Alors qu'en moyenne, les collectifs de travail cèdent à l'entreprise le tiers de la valeur ajoutée qu'ils produisent (Cotis, 2009), les sociétés d'actionnaires s'attribuent cette contribution au bien commun et l'accroissement de richesse que ses actionnaires en retirent est exorbitante. Aujourd'hui cette richesse met en danger la démocratie et prive la plupart des citoyens de l'abondance produite par notre société.
Nous on peut.
Une fois acquise la réforme instituant collectif de travail et entreprise, ainsi que gouvernace partagée de l'entreprise entre société d'actionnaires et collectif de travail selon le rapport de force créé par les poids respectifs de chacun dans les fonds propres, nous pouvons imaginer :
- une distribution (très égalitaire) des 2/3 du PIB national entre tous les citoyens alimentée par la cotisation de chaque entreprise des 2/3 de leur valeur ajoutée gérée démocratiquement rémunérant qualification et expérience :
- une mise en fonds propres d'un tiers du bénéfice (report à nouveau) ;
- une gratification de la société d'actionnaires et du collectif de travail selon le rapport de force créé par les poids respectifs de chacun dans les fonds propres entre chaque partie consituante distribuant (de façon très inégalitaire) cette gratification à ses membres (dividendes et primes) selon les critères qu'elles choisissent ;
- un financement des dépenses de santé, seul risque social exogène, sans déficit sur le PIB ;
- un financement des dépenses de l'Etat sans déficit par quatre impôts sur les personnes physiques seulement (impôt très égalitaire sur les salaires, impôts très inégalitaires sur les gratifications et sur les successions, taxes sur la consommation à but politique).

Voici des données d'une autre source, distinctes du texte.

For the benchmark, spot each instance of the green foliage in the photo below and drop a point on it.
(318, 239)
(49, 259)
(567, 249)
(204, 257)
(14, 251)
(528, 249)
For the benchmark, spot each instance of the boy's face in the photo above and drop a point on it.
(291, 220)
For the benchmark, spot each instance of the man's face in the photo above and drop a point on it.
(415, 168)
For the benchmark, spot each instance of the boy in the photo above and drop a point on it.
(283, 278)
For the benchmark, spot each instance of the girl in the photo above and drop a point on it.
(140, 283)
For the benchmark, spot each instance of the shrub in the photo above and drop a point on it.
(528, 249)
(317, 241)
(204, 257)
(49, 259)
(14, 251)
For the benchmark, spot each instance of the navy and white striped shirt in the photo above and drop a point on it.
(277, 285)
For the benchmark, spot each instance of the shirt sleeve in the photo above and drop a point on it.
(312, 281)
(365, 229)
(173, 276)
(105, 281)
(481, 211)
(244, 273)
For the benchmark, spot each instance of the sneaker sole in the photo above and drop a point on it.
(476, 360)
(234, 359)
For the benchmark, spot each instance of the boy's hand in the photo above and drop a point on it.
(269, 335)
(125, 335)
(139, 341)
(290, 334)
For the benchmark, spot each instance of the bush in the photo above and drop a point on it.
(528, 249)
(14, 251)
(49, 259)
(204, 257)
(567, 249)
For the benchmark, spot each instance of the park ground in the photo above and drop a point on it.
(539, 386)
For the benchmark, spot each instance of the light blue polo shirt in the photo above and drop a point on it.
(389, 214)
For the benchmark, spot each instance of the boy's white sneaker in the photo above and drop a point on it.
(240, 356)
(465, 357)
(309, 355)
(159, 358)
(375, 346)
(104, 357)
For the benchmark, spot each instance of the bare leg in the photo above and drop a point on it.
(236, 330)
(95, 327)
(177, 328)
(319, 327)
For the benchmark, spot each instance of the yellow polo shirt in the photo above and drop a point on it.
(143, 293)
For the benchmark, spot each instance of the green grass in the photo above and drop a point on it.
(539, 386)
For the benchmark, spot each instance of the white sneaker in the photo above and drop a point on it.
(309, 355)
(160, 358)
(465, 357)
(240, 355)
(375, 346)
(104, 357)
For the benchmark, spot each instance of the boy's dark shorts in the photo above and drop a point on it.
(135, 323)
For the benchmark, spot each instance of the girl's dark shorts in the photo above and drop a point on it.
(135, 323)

Les gouvernements de gauche comme de droite qui se sont succédés à la tête du pays ne savent pas nous sortir de l'échec dans lequel ils nous ont jeté. Cet exercice d'ingénierie sociale nous montre que le modèle dans lequel nous enferme leur idéologie n'a rien d'inéluctable.
---
Références
Caroly S., 2016, « Collectif de travail », in Valléry G., Bobillier-Chaumon M.-E., Brangier E. Dubois M. (sous la direction de), Psychologie du travail et des organisations, Paris, Dunod.
Caroly S., Clot Y., 2004, « Du travail collectif au collectif de travail, développer des stratégies d’expérience », Formation emploi, 88 : 43-55.
Cotis, J.-P. (2009). Partage de la valeur ajoutée, partage des profits et écarts de rémunérations en France. Paris: Présidence de la République.